This movie could prove lethal to frat boys who gather to watch it and take a drink every time they see a breast or someone uses the word "tit."
This movie could prove lethal to frat boys who gather to watch it and take a drink every time they see a breast or someone uses the word "tit." At the very least, serious cases of alcohol poisoning are assured.
Despite the grandiose hype that accompanied this movie, it's rather easy to figure out how it was conceived. Screenwriter Joe Eszterhaus simply indulged in masturbatory fantasies about what he would do with himself if he were a woman. This basis becomes clear as Joe's alter ego Nomi (Elizabeth Berkley) begins to randomly thrust her pelvis at men's faces.

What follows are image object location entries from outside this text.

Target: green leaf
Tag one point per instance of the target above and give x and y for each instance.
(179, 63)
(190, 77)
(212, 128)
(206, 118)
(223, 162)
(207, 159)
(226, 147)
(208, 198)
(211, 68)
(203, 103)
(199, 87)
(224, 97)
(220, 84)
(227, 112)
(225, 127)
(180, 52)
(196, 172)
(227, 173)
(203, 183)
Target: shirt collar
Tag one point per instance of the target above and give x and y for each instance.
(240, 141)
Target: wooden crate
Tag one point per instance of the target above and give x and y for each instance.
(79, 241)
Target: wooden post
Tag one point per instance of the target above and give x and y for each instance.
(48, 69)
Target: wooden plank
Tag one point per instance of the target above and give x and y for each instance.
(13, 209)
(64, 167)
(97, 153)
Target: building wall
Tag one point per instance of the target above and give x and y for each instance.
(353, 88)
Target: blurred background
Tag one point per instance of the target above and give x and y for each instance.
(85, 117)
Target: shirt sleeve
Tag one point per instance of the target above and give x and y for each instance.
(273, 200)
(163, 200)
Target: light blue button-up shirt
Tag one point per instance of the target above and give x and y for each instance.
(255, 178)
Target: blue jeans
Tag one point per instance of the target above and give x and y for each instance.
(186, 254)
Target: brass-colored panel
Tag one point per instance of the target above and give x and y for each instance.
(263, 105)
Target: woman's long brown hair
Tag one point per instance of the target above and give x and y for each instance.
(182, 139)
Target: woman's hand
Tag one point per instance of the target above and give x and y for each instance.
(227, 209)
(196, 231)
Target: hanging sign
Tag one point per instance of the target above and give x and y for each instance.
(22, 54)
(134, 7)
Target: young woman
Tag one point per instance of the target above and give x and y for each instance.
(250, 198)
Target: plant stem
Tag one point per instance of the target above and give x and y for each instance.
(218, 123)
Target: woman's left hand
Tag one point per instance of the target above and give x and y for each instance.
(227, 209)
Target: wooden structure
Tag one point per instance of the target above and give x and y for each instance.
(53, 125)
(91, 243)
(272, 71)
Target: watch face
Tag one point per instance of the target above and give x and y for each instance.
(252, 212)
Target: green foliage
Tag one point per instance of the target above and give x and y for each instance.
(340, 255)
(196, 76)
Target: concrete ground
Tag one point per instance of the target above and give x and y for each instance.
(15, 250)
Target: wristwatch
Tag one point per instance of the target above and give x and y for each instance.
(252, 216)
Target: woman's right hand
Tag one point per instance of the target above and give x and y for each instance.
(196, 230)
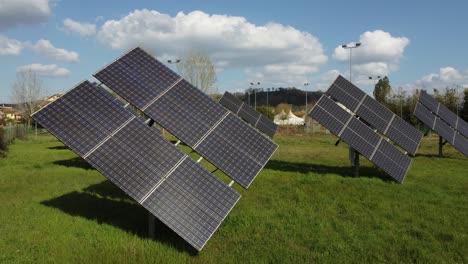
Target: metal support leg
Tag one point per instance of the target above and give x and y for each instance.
(356, 164)
(151, 225)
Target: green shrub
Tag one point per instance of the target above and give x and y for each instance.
(3, 143)
(21, 131)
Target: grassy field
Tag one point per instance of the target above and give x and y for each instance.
(303, 207)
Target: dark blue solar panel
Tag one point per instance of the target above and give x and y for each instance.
(249, 114)
(183, 110)
(441, 128)
(186, 112)
(362, 138)
(127, 84)
(375, 114)
(192, 202)
(71, 125)
(444, 113)
(392, 161)
(248, 153)
(136, 158)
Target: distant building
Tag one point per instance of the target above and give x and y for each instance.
(10, 113)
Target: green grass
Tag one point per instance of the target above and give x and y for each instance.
(303, 207)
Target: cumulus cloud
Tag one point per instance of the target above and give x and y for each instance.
(446, 77)
(45, 48)
(10, 46)
(50, 70)
(379, 54)
(23, 12)
(83, 29)
(268, 50)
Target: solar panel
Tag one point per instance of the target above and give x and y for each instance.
(441, 128)
(135, 157)
(249, 114)
(188, 114)
(444, 113)
(361, 138)
(375, 114)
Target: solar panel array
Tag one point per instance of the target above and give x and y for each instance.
(375, 114)
(135, 157)
(249, 114)
(207, 127)
(361, 137)
(445, 123)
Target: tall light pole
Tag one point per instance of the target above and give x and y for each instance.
(268, 106)
(345, 46)
(305, 88)
(374, 78)
(354, 155)
(255, 91)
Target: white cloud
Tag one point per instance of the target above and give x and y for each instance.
(45, 48)
(379, 54)
(10, 46)
(446, 77)
(23, 12)
(272, 51)
(50, 70)
(83, 29)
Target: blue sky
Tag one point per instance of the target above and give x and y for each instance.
(278, 43)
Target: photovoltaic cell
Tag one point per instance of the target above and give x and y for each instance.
(249, 114)
(192, 202)
(187, 113)
(441, 128)
(361, 138)
(444, 113)
(136, 158)
(250, 154)
(375, 114)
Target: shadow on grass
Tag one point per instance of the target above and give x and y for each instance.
(173, 141)
(105, 203)
(77, 162)
(58, 148)
(344, 171)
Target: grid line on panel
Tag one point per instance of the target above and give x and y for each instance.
(360, 103)
(389, 124)
(108, 137)
(211, 130)
(240, 107)
(162, 180)
(161, 94)
(256, 123)
(345, 125)
(375, 149)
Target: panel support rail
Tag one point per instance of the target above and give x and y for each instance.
(108, 137)
(211, 130)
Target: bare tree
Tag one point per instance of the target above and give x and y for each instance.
(26, 93)
(197, 68)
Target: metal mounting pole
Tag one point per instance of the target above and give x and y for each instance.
(442, 142)
(151, 225)
(356, 164)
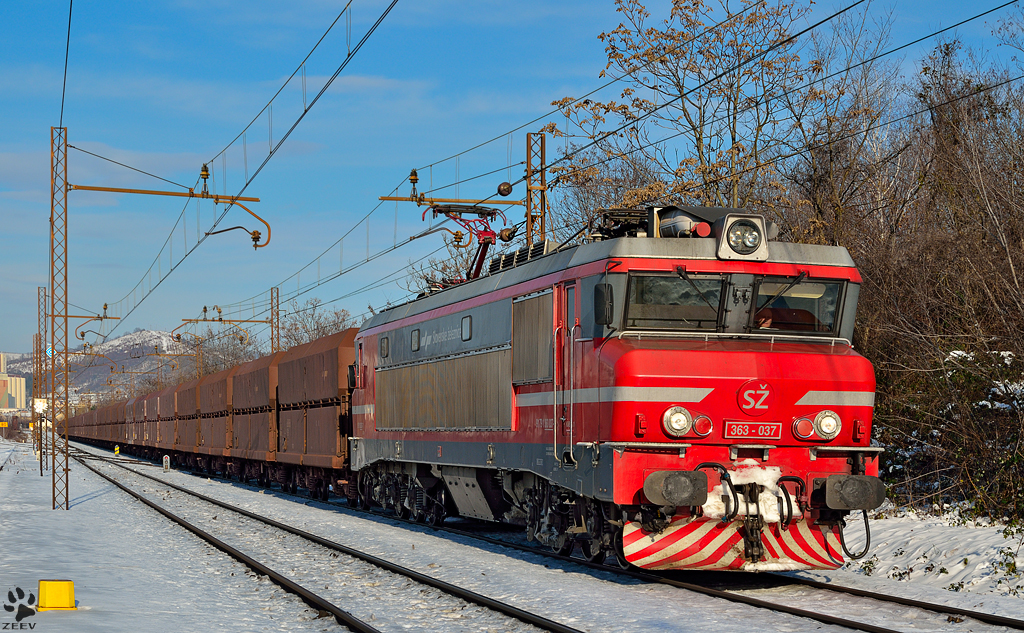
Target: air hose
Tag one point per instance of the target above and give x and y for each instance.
(867, 539)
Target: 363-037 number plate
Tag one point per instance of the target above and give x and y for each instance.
(754, 430)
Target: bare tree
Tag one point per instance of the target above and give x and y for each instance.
(311, 321)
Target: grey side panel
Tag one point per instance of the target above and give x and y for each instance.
(472, 390)
(666, 248)
(442, 336)
(531, 343)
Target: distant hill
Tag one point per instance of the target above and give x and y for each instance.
(90, 374)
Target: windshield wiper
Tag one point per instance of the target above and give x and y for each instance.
(681, 271)
(778, 294)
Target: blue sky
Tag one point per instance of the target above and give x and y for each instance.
(164, 86)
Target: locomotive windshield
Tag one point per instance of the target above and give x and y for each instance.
(676, 302)
(797, 304)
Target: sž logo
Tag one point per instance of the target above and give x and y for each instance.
(23, 606)
(756, 397)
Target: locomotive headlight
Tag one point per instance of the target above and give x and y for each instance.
(743, 237)
(677, 421)
(827, 425)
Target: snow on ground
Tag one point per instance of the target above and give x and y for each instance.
(944, 559)
(134, 571)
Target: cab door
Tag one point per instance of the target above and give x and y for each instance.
(567, 352)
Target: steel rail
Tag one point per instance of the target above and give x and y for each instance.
(343, 617)
(942, 608)
(464, 594)
(645, 576)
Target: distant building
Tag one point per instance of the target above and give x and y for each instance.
(11, 387)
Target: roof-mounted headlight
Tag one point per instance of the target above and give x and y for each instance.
(741, 236)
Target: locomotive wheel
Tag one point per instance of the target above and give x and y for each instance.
(620, 554)
(436, 515)
(562, 545)
(366, 492)
(592, 550)
(400, 510)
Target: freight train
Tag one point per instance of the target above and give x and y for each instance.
(680, 391)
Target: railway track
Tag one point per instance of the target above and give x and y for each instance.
(955, 615)
(343, 617)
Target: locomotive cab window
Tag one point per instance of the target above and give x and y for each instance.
(797, 304)
(683, 301)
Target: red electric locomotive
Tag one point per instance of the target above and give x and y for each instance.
(681, 391)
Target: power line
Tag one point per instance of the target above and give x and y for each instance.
(365, 218)
(285, 85)
(103, 158)
(636, 68)
(219, 218)
(64, 89)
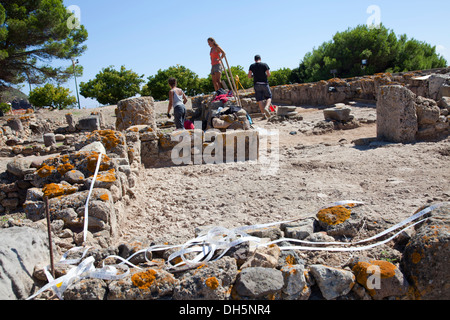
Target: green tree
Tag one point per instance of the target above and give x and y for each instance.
(51, 96)
(243, 77)
(382, 49)
(158, 86)
(32, 34)
(280, 77)
(110, 86)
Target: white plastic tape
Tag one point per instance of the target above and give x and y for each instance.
(217, 240)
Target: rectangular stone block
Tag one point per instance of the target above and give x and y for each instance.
(396, 114)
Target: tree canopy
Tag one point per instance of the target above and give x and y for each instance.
(110, 86)
(51, 96)
(158, 86)
(32, 34)
(383, 50)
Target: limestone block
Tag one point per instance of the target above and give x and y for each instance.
(396, 114)
(136, 111)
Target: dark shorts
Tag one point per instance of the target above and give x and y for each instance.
(262, 92)
(179, 113)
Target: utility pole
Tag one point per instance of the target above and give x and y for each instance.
(76, 84)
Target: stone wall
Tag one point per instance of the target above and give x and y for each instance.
(404, 117)
(432, 84)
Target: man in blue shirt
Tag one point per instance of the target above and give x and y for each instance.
(260, 72)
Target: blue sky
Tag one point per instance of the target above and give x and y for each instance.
(148, 35)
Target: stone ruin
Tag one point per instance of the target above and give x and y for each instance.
(410, 107)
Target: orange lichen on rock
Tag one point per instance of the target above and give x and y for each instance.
(416, 257)
(54, 190)
(144, 280)
(108, 138)
(92, 161)
(64, 168)
(212, 283)
(45, 171)
(334, 216)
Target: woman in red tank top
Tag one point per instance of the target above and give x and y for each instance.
(217, 54)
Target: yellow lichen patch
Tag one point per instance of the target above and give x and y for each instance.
(212, 283)
(64, 168)
(54, 190)
(334, 216)
(92, 161)
(45, 171)
(144, 280)
(108, 137)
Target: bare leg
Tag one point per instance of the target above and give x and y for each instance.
(216, 80)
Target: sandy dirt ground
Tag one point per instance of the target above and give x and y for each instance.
(393, 180)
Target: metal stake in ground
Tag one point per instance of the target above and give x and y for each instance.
(50, 242)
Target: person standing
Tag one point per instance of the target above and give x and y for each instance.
(260, 72)
(177, 101)
(217, 54)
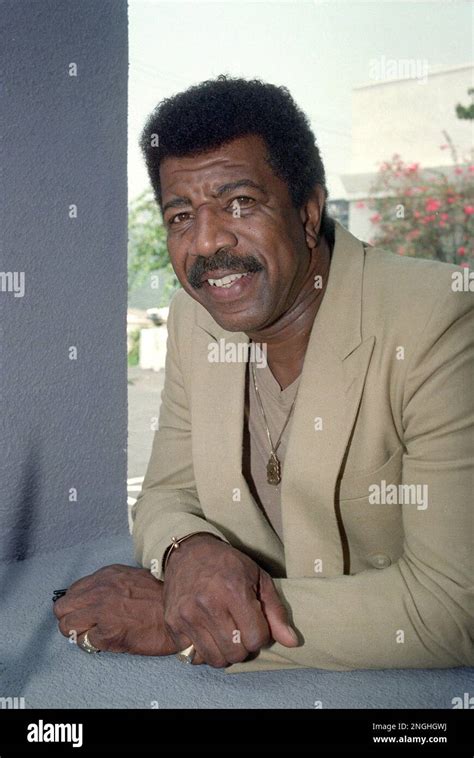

Nomi (a combination of the words "no" and "me," implying that Elizabeth Berkley doesn't really find her true self until dancing naked) arrives in Las Vegas missing a bra and a few buttons in her shirt, and quickly loses her suitcase when a hustler steals it. With the scene thus set, Joe, acting though his vicarious vixen, turns up the heat. First, he gets a job at a strip club where he can flash his sweaty body and stand in a dressing room with lots of other naked women. However, it's a small club, and there are only five or so other naked women. Joe aspires for more. Joe wants it all. Joe moves to a big Las Vegas nude show where he can stand in a dressing room with not five, not ten, but fifty naked women. The head naked women (Gina Gershon) is, of course, a lesbian, thereby giving Joe a good reason to rub his body up against hers at some point and have her fondle his breasts.
Here's a quick sample of what Joe gets paid three million dollars a script for:
Nomi: "Where are the chips?"
Friend: "You ate 'em."
Nomi: "No, you did."
Friend: "Did not."
Nomi: "Did too."
James: "I have a problem with pussy."